Website speed effect on organic searches after the Core Web Vitals update

According to Aleyda Solis (@aleyda), an expert in international SEO, speaker and author,Speed is already a ranking factor along many others, as the page experience one will be and we shouldn’t expect an “extreme” shift in our rankings due to it.“ Arnout Hellemans seems to agree with it and even says “Hardly any imho, it’s a PR play and it’s already in the algorithm. But that doesn’t mean you should ignore this.”

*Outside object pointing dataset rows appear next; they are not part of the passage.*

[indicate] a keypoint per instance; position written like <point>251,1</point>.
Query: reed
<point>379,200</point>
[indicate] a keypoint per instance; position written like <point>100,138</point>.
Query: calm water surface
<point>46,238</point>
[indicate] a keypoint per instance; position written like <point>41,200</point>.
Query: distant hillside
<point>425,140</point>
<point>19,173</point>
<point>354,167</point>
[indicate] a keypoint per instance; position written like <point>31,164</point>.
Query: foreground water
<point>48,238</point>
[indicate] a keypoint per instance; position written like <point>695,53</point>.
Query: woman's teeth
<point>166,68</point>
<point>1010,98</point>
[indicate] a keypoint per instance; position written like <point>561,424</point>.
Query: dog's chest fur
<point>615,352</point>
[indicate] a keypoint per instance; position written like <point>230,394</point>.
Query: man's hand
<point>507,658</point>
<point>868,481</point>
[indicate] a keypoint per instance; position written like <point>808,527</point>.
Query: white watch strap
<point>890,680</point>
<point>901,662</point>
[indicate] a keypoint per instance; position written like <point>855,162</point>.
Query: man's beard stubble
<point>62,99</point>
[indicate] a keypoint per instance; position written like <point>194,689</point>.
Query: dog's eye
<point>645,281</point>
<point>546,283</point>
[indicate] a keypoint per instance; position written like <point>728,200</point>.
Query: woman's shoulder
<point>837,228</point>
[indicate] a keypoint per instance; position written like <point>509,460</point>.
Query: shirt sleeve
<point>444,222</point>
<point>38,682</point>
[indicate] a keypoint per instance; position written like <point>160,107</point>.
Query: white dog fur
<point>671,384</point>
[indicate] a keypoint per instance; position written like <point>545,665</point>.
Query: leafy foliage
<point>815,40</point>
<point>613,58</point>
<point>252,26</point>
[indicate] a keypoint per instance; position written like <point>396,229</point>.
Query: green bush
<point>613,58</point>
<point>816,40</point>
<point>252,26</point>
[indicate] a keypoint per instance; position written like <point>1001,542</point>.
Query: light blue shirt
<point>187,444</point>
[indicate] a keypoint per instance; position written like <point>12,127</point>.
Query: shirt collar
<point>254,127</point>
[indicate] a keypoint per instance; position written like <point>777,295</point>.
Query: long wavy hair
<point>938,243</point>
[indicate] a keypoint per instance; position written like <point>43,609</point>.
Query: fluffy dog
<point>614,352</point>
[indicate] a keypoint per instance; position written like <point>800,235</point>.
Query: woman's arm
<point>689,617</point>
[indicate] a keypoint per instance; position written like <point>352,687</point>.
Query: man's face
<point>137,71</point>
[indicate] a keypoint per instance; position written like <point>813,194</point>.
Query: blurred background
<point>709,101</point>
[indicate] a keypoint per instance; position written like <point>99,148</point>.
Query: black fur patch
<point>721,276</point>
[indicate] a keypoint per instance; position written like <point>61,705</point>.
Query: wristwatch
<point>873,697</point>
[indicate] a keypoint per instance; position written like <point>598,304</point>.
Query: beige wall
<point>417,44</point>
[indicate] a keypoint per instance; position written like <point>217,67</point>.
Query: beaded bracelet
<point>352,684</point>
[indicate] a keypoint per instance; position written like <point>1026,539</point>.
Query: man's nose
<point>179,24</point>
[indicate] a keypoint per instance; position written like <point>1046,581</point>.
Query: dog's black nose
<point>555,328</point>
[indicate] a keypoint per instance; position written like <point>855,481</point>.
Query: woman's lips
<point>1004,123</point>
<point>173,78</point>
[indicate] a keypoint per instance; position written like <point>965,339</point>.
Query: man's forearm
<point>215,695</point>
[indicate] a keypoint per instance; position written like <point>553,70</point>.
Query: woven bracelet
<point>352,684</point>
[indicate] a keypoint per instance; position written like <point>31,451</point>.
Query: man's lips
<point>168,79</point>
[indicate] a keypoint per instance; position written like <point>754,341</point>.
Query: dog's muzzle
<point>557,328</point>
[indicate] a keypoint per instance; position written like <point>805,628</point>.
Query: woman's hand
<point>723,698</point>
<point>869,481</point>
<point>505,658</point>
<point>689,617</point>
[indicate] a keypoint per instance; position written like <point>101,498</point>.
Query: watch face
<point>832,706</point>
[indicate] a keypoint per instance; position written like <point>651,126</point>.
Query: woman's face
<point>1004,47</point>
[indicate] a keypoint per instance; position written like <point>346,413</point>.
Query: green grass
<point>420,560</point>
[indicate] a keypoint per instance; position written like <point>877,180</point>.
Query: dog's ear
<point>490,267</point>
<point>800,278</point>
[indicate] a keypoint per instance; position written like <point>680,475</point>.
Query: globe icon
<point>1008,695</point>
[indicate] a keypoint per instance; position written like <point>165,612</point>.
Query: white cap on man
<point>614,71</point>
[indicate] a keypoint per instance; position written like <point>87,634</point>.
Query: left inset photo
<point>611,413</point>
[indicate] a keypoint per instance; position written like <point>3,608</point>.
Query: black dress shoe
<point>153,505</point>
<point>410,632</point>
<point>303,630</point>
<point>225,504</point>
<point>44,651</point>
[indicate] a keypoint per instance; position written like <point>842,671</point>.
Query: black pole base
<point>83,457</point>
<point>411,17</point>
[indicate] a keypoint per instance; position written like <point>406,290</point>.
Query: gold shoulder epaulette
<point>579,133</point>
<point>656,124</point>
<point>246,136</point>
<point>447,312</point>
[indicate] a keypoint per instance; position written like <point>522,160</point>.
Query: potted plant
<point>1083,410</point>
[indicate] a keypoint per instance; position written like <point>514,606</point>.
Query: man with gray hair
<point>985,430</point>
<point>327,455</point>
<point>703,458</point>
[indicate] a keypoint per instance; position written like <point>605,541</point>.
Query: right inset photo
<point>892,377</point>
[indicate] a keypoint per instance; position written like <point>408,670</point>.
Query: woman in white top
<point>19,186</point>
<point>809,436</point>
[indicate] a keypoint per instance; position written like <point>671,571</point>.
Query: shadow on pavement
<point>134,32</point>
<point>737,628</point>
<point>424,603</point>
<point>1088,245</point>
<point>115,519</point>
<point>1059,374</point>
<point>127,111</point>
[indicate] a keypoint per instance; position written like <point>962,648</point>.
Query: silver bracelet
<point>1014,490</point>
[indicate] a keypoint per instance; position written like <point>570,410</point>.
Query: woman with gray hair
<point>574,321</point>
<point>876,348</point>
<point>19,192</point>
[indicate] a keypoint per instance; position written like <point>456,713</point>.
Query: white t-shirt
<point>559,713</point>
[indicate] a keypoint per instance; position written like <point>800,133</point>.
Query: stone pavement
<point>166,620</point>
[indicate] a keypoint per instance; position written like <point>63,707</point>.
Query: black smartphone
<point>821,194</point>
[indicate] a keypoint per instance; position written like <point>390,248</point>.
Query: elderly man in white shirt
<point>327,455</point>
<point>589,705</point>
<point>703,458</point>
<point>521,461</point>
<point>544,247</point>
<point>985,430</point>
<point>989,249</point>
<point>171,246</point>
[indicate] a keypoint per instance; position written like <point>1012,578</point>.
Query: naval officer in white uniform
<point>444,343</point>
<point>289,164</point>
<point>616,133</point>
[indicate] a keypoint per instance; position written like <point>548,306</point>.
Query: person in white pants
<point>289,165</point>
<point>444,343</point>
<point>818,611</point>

Overall all the experts who took part in the chat agree that we shouldn’t expect a dramatic immediate shift in our SEO rankings as a result of the Core Web Vitals update for a number of reasons. These new metrics are just 3 out of 200 other ranking factors and they will not get special priority so their relative weight will be low. Furthermore, Google will roll this update slowly starting in May till August 2021 to gather data, so any changes would not have an immediate impact.

Hristo Pandjarov, SEO Strategist and WordPress Initiatives Manager at SiteGround expects that this update will have “a bigger impact on small-volume keywords, local searches and niche ones where there aren’t big, authoritative sites that have already optimized their content.” If your site is already fast, you have fewer reasons to worry.

The optimal website loading speed

It’s good to know that major shifts are not foreseen as a result of the new Google update, but still if your site is not really well optimized, or if you are not sure where it stands, you are still bearing a risk and Google is sending you a message to get to work. A good start for this is to figure out how your website currently scores on the 3 new metrics – Largest Contentful paint (LCP), First Input Delay (FID), and Cumulative Layout Shift (CLS) and what to aim for.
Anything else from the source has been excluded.